A few of these scenes from this movie brought me back to the war movies we watched in class. One scene in particular was the scene when the soldiers were gathering up the bodies much like in Platoon at the end of the movie. The soldiers are moving the lifeless beings with no care, no consideration, and no compassion. Simply slinging bodies in efforts to carry out the missions issued to them. They were robotic machines. I personally would be terrified to touch a dead body and if I were reluctant to do so I would do so with upmost care and respect. However, this just alludes to the point that many of the injured veterans were making when telling their accounts of war. They became desensitized during their time in the heat of battle and did whatever it took to stay alive, even if it meant for one soldier, using another to shield himself from death.

One of the things that shocked me the most about this film was the realness that it possessed. I was shocked when a man was shown in the street getting executed by another soldier. I was surprised as we are used to seeing such things edited and only in movies with fake guns and executions, but to see a man actually lose his life in front of my eyes was appalling to say the least. Then another account in the movie was when there was an older woman and she was telling of her account in a camp where she was abused and tortured by soldiers and it reminded me of Platoon when the soldier invaded the village and killed innocent people, and the scary thing about the whole situation is that you would think people would have lenience towards women, but actually spared none and as we saw in the clip with the napalm, not even children.
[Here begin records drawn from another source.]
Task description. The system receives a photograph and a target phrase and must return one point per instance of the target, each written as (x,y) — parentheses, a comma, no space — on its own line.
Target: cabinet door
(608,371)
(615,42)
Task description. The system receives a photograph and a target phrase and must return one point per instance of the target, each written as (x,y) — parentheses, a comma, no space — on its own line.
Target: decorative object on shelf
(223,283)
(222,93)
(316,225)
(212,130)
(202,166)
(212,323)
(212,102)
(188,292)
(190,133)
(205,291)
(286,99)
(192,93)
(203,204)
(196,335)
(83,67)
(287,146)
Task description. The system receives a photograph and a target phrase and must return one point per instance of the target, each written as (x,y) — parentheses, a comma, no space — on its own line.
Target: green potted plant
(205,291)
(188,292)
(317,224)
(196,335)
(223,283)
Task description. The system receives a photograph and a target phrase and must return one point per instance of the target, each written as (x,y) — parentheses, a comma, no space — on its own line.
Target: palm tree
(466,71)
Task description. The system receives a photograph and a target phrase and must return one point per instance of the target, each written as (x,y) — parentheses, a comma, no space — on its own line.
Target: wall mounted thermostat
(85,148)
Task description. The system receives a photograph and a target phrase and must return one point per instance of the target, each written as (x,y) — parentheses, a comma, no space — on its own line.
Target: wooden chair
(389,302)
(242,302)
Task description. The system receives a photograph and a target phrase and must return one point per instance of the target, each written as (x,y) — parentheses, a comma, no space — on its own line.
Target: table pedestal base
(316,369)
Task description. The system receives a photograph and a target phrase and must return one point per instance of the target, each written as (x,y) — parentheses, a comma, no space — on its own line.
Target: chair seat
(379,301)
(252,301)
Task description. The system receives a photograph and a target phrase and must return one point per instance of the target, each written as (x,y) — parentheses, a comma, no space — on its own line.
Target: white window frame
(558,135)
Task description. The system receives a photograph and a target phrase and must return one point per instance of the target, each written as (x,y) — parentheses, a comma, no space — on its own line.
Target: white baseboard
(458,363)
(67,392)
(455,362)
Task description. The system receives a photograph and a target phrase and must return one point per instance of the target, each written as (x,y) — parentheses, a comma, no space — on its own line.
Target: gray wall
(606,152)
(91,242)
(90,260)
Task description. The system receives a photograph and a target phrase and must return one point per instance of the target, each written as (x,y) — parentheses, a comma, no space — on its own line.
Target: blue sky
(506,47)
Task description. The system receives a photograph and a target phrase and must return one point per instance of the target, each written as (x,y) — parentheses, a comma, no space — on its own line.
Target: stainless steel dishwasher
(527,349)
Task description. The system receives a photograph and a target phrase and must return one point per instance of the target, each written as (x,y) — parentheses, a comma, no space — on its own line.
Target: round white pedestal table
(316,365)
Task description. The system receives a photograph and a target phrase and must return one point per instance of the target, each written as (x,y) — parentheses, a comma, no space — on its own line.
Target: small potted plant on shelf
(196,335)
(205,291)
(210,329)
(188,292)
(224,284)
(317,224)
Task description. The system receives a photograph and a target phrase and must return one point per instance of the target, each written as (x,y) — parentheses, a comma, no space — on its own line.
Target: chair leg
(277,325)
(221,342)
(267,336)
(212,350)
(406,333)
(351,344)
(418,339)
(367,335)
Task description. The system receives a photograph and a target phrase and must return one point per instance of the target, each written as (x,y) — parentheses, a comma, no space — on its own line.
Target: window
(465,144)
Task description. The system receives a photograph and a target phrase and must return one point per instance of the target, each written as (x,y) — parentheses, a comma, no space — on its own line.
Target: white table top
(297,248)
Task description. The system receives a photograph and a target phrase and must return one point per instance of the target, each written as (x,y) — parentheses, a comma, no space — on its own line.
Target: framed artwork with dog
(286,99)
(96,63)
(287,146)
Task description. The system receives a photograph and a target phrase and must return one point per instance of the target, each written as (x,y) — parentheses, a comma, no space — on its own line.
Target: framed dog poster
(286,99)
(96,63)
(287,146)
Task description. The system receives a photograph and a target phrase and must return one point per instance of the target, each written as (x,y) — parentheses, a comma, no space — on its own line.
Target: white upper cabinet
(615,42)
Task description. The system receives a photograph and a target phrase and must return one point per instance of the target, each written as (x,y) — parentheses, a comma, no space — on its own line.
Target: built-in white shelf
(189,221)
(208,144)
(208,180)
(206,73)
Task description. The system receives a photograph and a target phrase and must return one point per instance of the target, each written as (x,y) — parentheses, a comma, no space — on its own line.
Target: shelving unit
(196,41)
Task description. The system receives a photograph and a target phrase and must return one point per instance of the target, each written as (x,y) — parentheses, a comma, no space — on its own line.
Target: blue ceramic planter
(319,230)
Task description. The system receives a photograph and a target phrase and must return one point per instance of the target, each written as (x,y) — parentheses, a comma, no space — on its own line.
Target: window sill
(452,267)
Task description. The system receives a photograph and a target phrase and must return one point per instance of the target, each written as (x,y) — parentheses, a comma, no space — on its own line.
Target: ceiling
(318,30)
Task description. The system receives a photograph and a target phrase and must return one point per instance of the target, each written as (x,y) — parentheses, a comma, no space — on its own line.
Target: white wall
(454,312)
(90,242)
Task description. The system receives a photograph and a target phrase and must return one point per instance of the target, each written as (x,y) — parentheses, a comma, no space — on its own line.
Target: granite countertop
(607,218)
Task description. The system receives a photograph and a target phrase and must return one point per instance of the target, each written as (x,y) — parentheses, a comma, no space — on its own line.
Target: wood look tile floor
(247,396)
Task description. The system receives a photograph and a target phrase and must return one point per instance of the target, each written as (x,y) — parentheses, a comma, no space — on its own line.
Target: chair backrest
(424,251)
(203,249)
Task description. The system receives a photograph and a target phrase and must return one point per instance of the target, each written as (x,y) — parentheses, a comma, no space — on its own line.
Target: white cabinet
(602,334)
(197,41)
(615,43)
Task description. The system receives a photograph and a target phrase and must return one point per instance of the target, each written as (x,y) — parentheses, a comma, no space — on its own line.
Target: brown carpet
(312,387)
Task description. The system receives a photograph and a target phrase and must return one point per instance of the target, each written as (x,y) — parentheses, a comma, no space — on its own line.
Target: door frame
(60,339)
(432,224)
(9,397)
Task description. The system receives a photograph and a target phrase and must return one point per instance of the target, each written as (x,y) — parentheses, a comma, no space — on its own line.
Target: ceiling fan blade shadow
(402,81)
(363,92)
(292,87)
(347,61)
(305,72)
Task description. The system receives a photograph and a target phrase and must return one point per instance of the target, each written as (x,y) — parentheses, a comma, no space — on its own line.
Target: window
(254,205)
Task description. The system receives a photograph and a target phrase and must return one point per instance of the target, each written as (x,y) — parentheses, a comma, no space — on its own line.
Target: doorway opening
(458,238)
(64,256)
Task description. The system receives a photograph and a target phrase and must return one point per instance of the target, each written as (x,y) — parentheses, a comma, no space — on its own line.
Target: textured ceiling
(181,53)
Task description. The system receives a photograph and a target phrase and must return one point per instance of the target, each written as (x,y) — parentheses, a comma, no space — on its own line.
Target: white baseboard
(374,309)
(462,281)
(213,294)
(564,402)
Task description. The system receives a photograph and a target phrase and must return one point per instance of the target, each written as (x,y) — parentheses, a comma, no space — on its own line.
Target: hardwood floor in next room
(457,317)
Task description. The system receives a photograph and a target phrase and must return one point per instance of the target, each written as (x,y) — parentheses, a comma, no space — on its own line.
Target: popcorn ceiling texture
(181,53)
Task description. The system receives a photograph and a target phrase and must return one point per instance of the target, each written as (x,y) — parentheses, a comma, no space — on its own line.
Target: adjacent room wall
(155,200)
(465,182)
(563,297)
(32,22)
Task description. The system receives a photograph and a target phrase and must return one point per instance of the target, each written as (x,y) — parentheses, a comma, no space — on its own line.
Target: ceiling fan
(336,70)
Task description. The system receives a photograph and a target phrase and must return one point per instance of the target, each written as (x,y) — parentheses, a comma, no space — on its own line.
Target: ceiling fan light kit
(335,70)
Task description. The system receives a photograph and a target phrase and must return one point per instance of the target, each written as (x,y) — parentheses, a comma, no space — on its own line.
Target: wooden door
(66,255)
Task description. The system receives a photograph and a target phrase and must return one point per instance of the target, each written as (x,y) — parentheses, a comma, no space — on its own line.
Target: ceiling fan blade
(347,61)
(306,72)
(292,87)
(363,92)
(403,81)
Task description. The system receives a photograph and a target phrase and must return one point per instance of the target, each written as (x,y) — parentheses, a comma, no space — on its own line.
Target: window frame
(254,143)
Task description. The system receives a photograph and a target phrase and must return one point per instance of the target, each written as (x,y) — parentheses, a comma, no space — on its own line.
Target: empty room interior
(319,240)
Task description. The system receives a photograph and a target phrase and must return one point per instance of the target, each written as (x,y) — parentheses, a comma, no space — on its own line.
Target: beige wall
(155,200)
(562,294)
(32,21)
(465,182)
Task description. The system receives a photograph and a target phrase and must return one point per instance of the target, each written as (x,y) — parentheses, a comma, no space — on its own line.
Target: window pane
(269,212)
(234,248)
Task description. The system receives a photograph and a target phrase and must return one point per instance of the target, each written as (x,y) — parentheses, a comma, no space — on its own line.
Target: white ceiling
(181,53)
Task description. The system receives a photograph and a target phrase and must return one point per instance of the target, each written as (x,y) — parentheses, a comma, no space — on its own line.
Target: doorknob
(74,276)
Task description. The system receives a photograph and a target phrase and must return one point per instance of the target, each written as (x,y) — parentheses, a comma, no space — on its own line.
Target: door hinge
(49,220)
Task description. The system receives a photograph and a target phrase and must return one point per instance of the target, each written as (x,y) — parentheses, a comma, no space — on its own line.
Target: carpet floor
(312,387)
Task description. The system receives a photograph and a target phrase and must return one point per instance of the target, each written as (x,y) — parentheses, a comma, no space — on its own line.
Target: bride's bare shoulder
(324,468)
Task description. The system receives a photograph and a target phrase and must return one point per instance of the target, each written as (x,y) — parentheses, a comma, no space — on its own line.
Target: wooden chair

Speaking of this scene it was something about seeing this as opposed to just seeing pictures that I have seen over and over again picturing the young naked girl running down the street with a burned body and the child with his flesh literally hanging off of him. I thought this lended even more evidence to the dehumanization of the soldiers during the war. Another shocking scene was the scene of the soldiers inside the brothel (I guess you can call it that). I found it crazy that these men could sleep with the women of the country and could turn around and kill them in the next instant. No feelings, no morals, and no consideration. The same woman that a soldier was about to be sexually engaged with could have and I strongly believe, would have been the same woman if she was seen on the street or under different circumstances that would have been killed.

Overall I found the film to be shocking and real in every sense of the word.